# Organizing Woes



## JimO (May 20, 2007)

We've been out 3x's now and I still have not figured out how to keep it organized. Each time I change my mind and decide to do everything different. Plus I'm having issues with the cupboards opening while driving and I come inside to a mess. So far its been somewhat of a PITA, because it takes so long to get it ready and clean it up. I know with time this will get better, but goodness this momma wants a break too.

Also, do you wash the sheets every trip? I have so far, but then it seems silly since we only slept in them 2 nights.


----------



## the eubies (Sep 7, 2006)

Can't help with the organizing yet. But I know what you mean. We are on our second outing and I am still filling the trailer with essentials. I am hoping that once everything is loaded, I can leave it in the trailer and not have to reload so much each trip.

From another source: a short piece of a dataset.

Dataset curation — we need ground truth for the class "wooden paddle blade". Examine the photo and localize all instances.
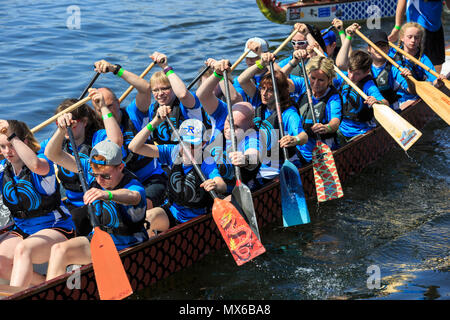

I think it takes some trial and error as far as what goes where. I have looked through the modification section to see what people do for storage. Use the search feature, medicine cabinet, wardrobe etc.

There are bars that can be put at the front of the cupboards to keep things from coming out. They are at Camping World.

Beth


----------



## 4ME (Sep 11, 2006)

I have some real small bungee cords i wrap around the knobs to keep the doors closed.I bungee the pantry to the refer hinge too.


----------



## biga (Apr 17, 2006)

We have had our camper for over a year and been on about 12 trips. We are still figuring out where to put stuff, but it gets better every trip, and we keep figuring out what we want to change. The camper stays stocked with just about everything except food and the items we need to bring from the house (prescriptions, cell phone chargers, cameras, etc.)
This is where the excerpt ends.